Mica vero che il fumo fa male. Al cinema fa benissimo. Non in sala, per carità, dove è vietatissimo da quasi quarant'anni, ma sullo schermo. Ci avete fatto caso? I film dove i personaggi ci danno dentro con sigari, sigarette, varie e eventuali, stanno tornando di gran moda. Sembra di essere ancora ai tempi gloriosi di Humphrey Bogart, che in due ora di pellicola era capace di riempire svariati posacenere. Vedi Casablanca o Sabrina o L'ultima minaccia, si, quello del mitico È la stampa bellezza, e tu non puoi farci niente. Sarà una coincidenza, però tra i campioni d'incassi di questa settimana, ci sono due film dove si fuma a tutt'andare: Django Unchained e Flight.
Bella forza, obietterà qualche precisino, la pellicola di Tarantino è ambientata nell'Ottocento, quando i salutisti in servizio permanente non erano ancora spuntati. Infatti John Wayne e Gary Cooper versione cowboys parevano due ciminiere. Per tacere di Kirk Douglas, che in Sfida all'OK Corral, fuma più del Vesuvio in attività, nonostante la tosse che lo sconquassa. Tra parentesi il personaggio del moribondo dottor Doc Holliday gli ha portato piuttosto bene, se gli ha fatto toccare il traguardo dei novantasei anni. O forse è la professione del dentista che allunga la vita, come dimostra Christoph Waltz, coprotagonista proprio di Django Unchained, che fa a gara con Leonardino DiCaprio a chi ne fuma di più. E che dire di Flight? Accanto all'ingrassatissimo Denzel Washington, che oltre alle sigarette, si bomba di coca e vodka, si materializza, in pigiama sulle scale dell'ospedale, un giovane malato di tumore, che aspira voluttuosamente la sua sigaretta, ben conscio che sarà una delle ultime.
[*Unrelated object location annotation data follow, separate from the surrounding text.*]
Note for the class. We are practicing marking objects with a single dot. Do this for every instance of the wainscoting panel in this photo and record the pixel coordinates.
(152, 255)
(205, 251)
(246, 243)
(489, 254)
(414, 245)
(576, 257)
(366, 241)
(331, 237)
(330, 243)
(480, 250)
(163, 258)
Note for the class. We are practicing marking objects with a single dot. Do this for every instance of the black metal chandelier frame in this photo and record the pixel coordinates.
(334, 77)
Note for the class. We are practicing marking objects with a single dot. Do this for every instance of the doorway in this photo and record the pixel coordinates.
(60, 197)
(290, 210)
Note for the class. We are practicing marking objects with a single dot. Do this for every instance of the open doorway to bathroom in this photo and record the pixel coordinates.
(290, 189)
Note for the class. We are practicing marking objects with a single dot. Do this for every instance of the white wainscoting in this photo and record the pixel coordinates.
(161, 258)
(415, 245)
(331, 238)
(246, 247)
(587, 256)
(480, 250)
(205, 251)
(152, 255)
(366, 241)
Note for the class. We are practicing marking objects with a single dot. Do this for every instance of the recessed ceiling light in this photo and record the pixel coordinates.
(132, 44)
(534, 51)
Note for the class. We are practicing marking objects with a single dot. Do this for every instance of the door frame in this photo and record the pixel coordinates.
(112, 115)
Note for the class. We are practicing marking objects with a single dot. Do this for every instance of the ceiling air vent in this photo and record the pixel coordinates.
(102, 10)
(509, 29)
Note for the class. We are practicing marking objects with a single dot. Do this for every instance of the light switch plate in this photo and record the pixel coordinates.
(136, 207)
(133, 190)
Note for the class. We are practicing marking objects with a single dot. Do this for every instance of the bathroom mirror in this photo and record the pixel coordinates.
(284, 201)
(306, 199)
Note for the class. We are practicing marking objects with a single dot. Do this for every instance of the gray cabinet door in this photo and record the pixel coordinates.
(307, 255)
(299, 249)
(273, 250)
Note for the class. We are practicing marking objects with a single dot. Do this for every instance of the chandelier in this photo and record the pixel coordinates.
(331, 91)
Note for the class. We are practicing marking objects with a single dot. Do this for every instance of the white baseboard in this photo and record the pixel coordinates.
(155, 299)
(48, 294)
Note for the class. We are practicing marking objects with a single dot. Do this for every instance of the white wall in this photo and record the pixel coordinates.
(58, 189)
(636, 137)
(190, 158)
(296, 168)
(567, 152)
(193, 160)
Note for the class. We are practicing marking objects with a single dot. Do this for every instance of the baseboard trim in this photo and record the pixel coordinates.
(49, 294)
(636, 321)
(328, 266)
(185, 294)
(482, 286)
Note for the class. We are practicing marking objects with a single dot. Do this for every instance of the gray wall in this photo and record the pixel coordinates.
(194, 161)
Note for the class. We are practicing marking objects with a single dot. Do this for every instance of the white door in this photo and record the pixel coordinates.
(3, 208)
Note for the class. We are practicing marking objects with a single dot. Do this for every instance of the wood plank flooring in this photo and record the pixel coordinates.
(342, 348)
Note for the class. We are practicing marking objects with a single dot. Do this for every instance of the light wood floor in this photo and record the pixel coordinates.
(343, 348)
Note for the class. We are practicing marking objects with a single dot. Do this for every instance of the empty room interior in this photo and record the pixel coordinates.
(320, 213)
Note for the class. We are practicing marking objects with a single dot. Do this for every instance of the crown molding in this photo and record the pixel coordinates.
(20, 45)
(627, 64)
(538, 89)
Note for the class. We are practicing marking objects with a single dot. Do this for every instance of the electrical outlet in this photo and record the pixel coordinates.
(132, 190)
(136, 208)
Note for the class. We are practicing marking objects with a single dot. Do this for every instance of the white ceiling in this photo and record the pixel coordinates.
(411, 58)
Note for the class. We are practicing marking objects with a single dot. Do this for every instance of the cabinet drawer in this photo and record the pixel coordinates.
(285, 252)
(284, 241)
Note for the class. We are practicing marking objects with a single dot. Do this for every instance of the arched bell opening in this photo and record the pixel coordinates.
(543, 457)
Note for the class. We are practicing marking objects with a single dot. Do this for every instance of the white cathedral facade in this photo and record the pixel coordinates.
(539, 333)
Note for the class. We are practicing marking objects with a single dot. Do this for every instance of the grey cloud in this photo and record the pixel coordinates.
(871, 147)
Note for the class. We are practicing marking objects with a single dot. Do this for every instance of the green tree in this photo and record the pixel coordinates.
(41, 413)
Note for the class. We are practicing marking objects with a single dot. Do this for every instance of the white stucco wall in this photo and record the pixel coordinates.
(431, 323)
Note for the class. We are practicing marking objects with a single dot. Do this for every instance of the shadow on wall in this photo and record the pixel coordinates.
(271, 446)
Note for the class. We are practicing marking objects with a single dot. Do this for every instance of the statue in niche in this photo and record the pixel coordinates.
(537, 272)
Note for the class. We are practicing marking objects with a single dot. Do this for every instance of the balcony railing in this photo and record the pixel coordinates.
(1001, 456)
Anzi, urlando il suo sberleffo al destino. In pratica l'ennesima nouvelle vague cinematografica manda in pensione anticipata quella legge, non scritta, in verità di rara ipocrisia, che metteva al bando le sigarette della finzione. Certo, era stata fatta per la salvaguardia dei giovani e via blablablando, ma forse sarà meglio, e più salutare, applicarla appena la tecnologia porterà odori e sapori fino in platea.
Eh sì, fumano tutti. In A Royal Weekend, da poco nelle sale, c'è addirittura la conferma del fumo reale. O per essere più chiari, regale. Nell'America del 1939, re Giorgio VI, in visita nella residenza estiva di Roosevelt, non esita ad accendersi una sigaretta, confortato dall'esempio del Presidente in carrozzella. E per fortuna era rimasto a Londra Churchill, che, di sigaro in sigaro, è vissuto fino a novant'anni. D'altra parte lo sdoganamento della nuvoletta di sangue blu era avvenuto due anni fa con Il discorso del re, dove lo stesso Giorgio VI si guadagnava a suon di sigarette il disprezzo dei non fumatori.
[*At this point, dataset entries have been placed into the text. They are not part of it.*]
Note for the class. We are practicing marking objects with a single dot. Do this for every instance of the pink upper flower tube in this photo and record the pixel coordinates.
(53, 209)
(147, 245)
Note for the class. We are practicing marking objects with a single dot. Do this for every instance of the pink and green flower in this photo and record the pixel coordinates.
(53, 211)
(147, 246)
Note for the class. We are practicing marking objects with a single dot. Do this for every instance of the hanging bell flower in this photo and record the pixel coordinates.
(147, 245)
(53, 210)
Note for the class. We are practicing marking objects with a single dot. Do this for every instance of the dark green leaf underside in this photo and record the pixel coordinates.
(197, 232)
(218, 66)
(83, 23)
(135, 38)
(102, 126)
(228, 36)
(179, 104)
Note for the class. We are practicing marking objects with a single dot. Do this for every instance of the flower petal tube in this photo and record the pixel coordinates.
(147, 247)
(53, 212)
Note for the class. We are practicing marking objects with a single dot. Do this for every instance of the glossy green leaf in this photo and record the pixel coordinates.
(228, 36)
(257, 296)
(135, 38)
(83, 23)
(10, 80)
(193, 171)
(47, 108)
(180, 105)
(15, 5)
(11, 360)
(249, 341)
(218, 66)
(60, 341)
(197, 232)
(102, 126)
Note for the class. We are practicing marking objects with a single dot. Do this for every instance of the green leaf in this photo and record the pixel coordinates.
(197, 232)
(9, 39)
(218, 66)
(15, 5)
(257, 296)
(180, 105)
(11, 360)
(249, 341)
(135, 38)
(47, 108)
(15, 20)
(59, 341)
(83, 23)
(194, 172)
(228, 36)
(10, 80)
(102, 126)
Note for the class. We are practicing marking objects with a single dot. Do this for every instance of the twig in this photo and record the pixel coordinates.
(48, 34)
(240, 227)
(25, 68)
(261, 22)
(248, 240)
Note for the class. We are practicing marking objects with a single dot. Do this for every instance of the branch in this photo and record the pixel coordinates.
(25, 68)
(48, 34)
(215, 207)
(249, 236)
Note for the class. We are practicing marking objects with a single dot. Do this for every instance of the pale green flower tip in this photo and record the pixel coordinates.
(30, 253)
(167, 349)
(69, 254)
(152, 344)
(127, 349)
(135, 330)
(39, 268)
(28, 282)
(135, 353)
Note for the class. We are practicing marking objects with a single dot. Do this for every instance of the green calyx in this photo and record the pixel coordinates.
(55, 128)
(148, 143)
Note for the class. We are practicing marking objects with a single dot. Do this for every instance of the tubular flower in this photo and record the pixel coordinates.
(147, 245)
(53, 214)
È il colmo, proprio ora, che la scienza, o qualche cosa che pretende di somigliarle, sforna miracolosi, o ridicoli, a seconda dei punti di vista, marchingegni per agevolare gli aspiranti dimissionari dal fumo. Merce che non scalfisce le certezze dei cinque commensali, più il sesto in arrivo ritadato, di A cena fra amici. Se si fuma in America e in Inghilterra, perchè si dovrebbe restare a bocca asciutta a Parigi? E poi, vuoi mettere, come si litiga meglio con la mente annebbiata dalle sigarette e dal buon vino? In un altro, anche questo recentissimo film francese, Piccole bugie tra amici ci si azzuffa molto e si fuma ancora di più. Prima della lista la bella Marion Cotillard, che si strugge sulla spiaggia e intanto aspira una sigaretta. Non certo l'unica. Fumano le spie (La talpa), fumano i teenager (Tamara Drew), fumano le mamme La prima cosa bella), fumano padre e figlio (I soliti idioti).